Inspiração é necessária. Sem inspiração, não teríamos casas, ruas, praças, cidades. Talvez não tivéssemos, remédios, hospitais. Certamente não teríamos gente pra se dedicar aos ofícios e profissões. Definitivamente não teríamos livros, música, rádio, cinema, televisão. Outro dia, num rasgo de inspiração, o mesmo Ministro propôs instituir a cobrança de um tributo de 12% sobre livros, ainda que a Constituição Federal proíba (art. 150, inciso VI, alínea “d”).

Indo direto ao ponto, não é preciso inspiração nem genialidade pra perceber que o mercado editorial de livros impressos tem sofrido com a concorrência das mídias digitais. Aliado à falta de incentivo à leitura, o trabalho de muitas editoras, especialmente das pequenas, de autores, artistas gráficos, ilustradores, de livrarias e de toda a cadeia produtiva seria afetado com o aumento do preço final dos livros. Além disso, iria diminuir ainda mais o acesso à cultura e à educação em um país com tantas desigualdades como o nosso. Em nota, a União Brasileira de Escritores afirmou que “aumentar o preço dos livros é trancar as portas da oportunidade, em que o povo brasileiro pode alcançar uma vida digna por meio do estudo e da educação de qualidade. É o caminho do subdesenvolvimento”.

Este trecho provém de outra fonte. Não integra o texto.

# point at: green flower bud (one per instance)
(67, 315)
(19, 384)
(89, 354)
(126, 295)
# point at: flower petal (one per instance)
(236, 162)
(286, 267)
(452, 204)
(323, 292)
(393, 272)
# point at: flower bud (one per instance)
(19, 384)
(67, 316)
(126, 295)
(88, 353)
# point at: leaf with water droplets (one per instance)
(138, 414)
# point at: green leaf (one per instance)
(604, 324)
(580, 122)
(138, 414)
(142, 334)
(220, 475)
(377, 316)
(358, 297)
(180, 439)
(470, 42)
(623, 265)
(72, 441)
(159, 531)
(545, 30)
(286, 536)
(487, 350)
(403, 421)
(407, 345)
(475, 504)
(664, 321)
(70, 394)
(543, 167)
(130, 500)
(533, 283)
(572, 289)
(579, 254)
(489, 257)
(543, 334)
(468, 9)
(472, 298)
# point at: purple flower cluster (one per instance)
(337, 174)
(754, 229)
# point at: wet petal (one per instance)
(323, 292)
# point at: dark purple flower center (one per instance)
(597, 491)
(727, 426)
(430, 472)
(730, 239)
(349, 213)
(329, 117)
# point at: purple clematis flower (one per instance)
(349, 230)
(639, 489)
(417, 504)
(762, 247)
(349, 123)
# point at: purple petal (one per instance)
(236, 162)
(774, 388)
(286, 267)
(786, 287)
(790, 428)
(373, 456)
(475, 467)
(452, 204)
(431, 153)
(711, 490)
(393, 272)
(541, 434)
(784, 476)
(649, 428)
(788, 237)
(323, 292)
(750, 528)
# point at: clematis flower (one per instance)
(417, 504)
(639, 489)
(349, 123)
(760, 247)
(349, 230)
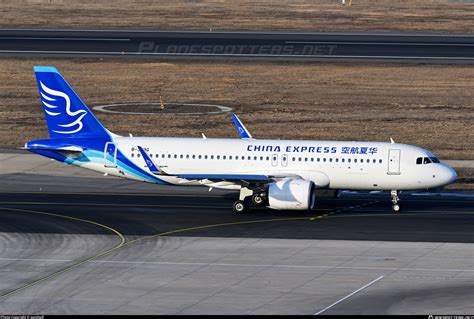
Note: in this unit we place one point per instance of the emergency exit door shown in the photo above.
(394, 162)
(110, 154)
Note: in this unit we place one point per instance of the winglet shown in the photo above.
(149, 163)
(243, 132)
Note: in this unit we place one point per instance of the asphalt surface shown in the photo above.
(239, 45)
(189, 254)
(428, 219)
(75, 242)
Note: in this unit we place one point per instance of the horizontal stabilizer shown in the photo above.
(53, 145)
(241, 129)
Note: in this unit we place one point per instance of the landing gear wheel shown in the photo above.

Fico pensando o quão impactante para o caixa do governo será taxar livros e papel de jornal. Fico pensando em qual “fonte de inspiração” leva um economista a concluir que tributar livros é mais adequado que tributar grandes fortunas. Como afirma a advogada Raquel Xavier Vieira Braga, os livros são tesouros que contam histórias, ensinam comportamentos, educam as pessoas, revelam segredos, confidenciam sentimentos, relatam acontecimentos, compartilham descobrimentos e avanços científicos, questionam pensamentos e dogmas, rompem barreiras no mundo das ideias, quebram paradigmas. As grandes fortunas são tesouros que servem apenas aos seus senhores, assim como o fazem alguns dos altos gestores da nossa economia. Pra finalizar, faço minhas as palavras de Monteiro Lobato: “um país se faz com homens e livros”.